Appareils électriques et électroniques: vers une harmonisation de l’enregistrement des producteurs

La présidence allemande soutient les efforts pour trouver des solutions qui puissent être aisément mises en pratique

Le fait que la mise en œuvre de la directive 2002/96/CE relative aux déchets d’équipements électriques et électroniques (« DEEE ») diffère d’un État à l’autre au sein de l’Union européenne occasionne aux entreprises un important travail supplémentaire. L’enregistrement des producteurs et des importateurs est un instrument primordial pour garantir une situation de concurrence équitable aux entreprises et barrer la route à celles qui voudraient se soustraire à leurs obligations d’élimination. Actuellement, les entreprises respectant leurs obligations légales sur le marché européen sont inscrites dans plus de 27 registres différents et confrontées à des conditions spécifiques d’enregistrement respectives. Le ministère fédéral de l’Environnement prend très au sérieux la charge qui incombe de ce fait aux entreprises ; pour cette raison, elle a convié, dans le cadre de la présidence allemande du Conseil, à un atelier international sur l’harmonisation de l’enregistrement les 3 et 4 mai 2007 à Bruxelles.

Les spécialistes des ministères et des registres nationaux, les représentants et les conseillers de la Commission européenne ainsi que des représentants des branches industrielles concernées débattent sur les nécessités et possibilités concrètes et sur les limites d’une harmonisation de la procédure d’enregistrement.

Le travail effectué par le European WEEE Registers Network (EWRN) (Réseau européen des registres DEEE) est le pivot de cet atelier.

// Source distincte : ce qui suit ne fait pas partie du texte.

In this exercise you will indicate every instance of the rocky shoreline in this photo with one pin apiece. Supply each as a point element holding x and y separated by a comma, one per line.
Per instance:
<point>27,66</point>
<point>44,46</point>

Les organismes d’enregistrement de 12 États membres se sont regroupés jusqu’ici au sein de cette initiative afin de trouver, en partant de leurs expériences concrètes, un équilibre entre leur intérêt légitime à la liberté de circulation des marchandises et la prise en considération des particularités structurelles des marchés nationaux. Le but de ce réseau est de simplifier par la coopération les processus d’enregistrement, de telle sorte que des déclarations similaires puissent être faites dans toute l’Europe. Le ministère fédéral de l’Environnement soutient cette façon de procéder qui promet d’être très fructueuse parce qu’elle ne fait pas intervenir une réflexion théorique mais des constatations faites dans la pratique.

Les différences constatées dans les conditions nationales d’enregistrement ne concernent pas seulement les exigences relatives à la garantie d’élimination également en cas d’insolvabilité ou la procédure relative aux déclarations de quantités mais commencent dès la classification des appareils par types ou la question de savoir s’il sont commercialisés pour être utilisés par des consommateurs ou en vue d’un usage professionnel.

Toute simplification de l’enregistrement en Europe doit néanmoins tenir compte des réalités qui diffèrent d’un État membre à l’autre. À titre d’exemple : la situation concurrentielle diffère d’un pays à l’autre en fonction de la taille de son marché ou du nombre de producteurs ou d’importateurs de même qu’en fonction du type de son infrastructure d’élimination des déchets.